Documenting Findings as a DataFrame

At the end of EDA, export all findings as a structured table.

python
import pandas as pd


def findings_to_dataframe(findings: list) -> pd.DataFrame:
    """Convert the findings log to a structured DataFrame for the analysis memo."""
    return pd.DataFrame([{
        "id": f.finding_id,
        "section": f.section,
        "type": f.finding_type,
        "description": f.description,
        "so_what": f.so_what,
        "confidence": f.confidence,
    } for f in findings])


findings_df = findings_to_dataframe(findings_log)
print("Findings Summary:")
print(findings_df.to_string())

# Save to CSV for reference in reports
findings_df.to_csv("outputs/eda_findings.csv", index=False)

Key Takeaways

  • EDA is a protocol, not a random exploration.

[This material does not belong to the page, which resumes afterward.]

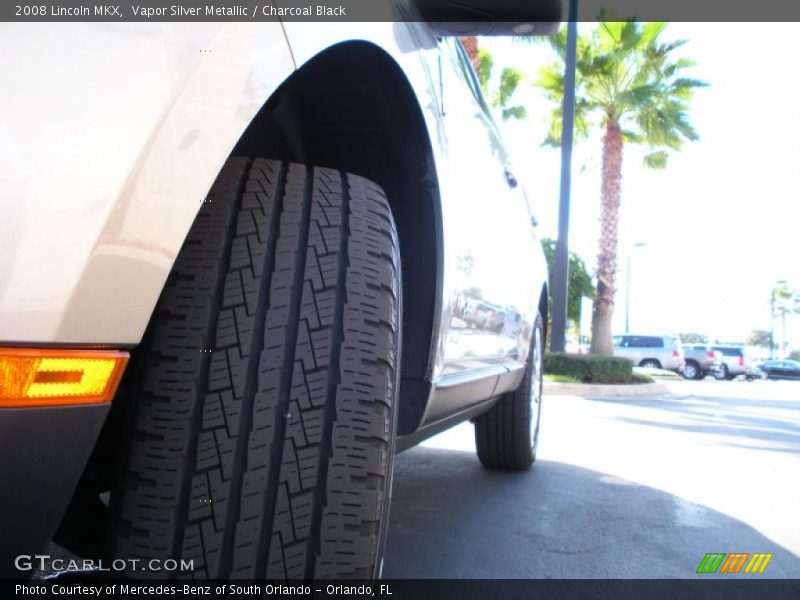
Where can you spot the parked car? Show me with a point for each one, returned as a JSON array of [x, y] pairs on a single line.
[[781, 369], [223, 231], [734, 361], [701, 360], [654, 351]]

Define the checklist before opening your chart library: every numeric column gets histogram + KDE + box plot + QQ plot; every categorical column gets a frequency table and Pareto chart; every datetime column gets a temporal decomposition.
  • Right-skewed distributions (positive skewness > 1) should trigger log-transform investigation. When mean significantly exceeds median, use median as your summary statistic in reports.
  • The Pareto principle appears in almost every e-commerce dataset: a small number of categories, customers, or products account for the majority of revenue. Document the 80/20 threshold explicitly.
  • Bivariate analysis requires choosing the right chart type for the variable combination: scatter/hexbin for numeric × numeric; box/violin/strip for categorical × numeric; heatmap/stacked bar for categorical × categorical; line with MA for time × numeric.
  • Always compute both Pearson r (linear relationship) and Spearman ρ (monotonic relationship). A big gap between them signals a non-linear relationship or the presence of influential outliers.
  • The log_finding() pattern — structured findings with so_what, confidence, and section tracking — turns EDA from a visual tour into a document. Export the findings table before moving to the next phase.
  • The findings table is the primary output of EDA — not the charts. Charts are evidence; the findings table is the argument.